A Psychotropic Parliamentary Saga
Picture this as a House of Commons session conducted inside a lava lamp, with the subtle tension of a dream that might become a dance party, or a coup, at any moment.
PRIME MINISTER’S QUESTIONS – House of Commons, Psychedelic Edition
SPEAKER OF THE HOUSE (levitating slightly, glowing faintly green):
Order, order. The vibes are thick today. I call the Leader of the Opposition. May the frequencies align.
LEADER OF THE OPPOSITION (Keir Starmer, shirt replaced with a tapestry of justice):
Thank you, Mr. Speaker.
Does the Prime Minister realise – truly realise – that the cost of living crisis has become sentient? It whispered to me in the form of a pigeon and said, “Even I cannot afford to coo.”

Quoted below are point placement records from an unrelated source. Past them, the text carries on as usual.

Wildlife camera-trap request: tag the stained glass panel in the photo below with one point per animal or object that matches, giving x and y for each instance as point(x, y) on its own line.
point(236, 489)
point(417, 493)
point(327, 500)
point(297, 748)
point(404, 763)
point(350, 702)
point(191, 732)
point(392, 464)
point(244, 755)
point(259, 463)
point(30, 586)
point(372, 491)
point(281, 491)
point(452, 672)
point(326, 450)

Will he address this, or continue balancing the economy on the back of a wobbling jellyfish named Deregulation?
PRIME MINISTER (Rishi Sunak, wearing a crown made of digital clocks and humming softly):
Mr. Speaker, I thank the Right Honourable Gentleman, but he fails to grasp the quantum economy.
I have seen inflation. It danced before me in the House of Mirrors. It asked me, “What is value, truly?”
We are not in crisis. We are in transcendence.
LEADER OF THE OPPOSITION (eyes glowing faintly with legal reasoning):
If by transcendence, the Prime Minister means watching a loaf of bread cost more than the concept of hope, then yes, he has succeeded.
Will he now channel the ancestors of fiscal responsibility, or will he continue consulting the Oracles of Capital Gains?
PRIME MINISTER:
Mr. Speaker, I drank from the chalice of GDP and it turned into a phoenix. It flew toward low unemployment.
The Right Honourable Gentleman is stuck in an old paradigm. He still believes in facts. I believe in momentum.
MP FROM SCOTLAND (floating on a bagpipe-shaped hovercraft):
Will the Prime Minister clarify whether Scotland is still part of the United Kingdom, or if it has transcended to its own astral plane?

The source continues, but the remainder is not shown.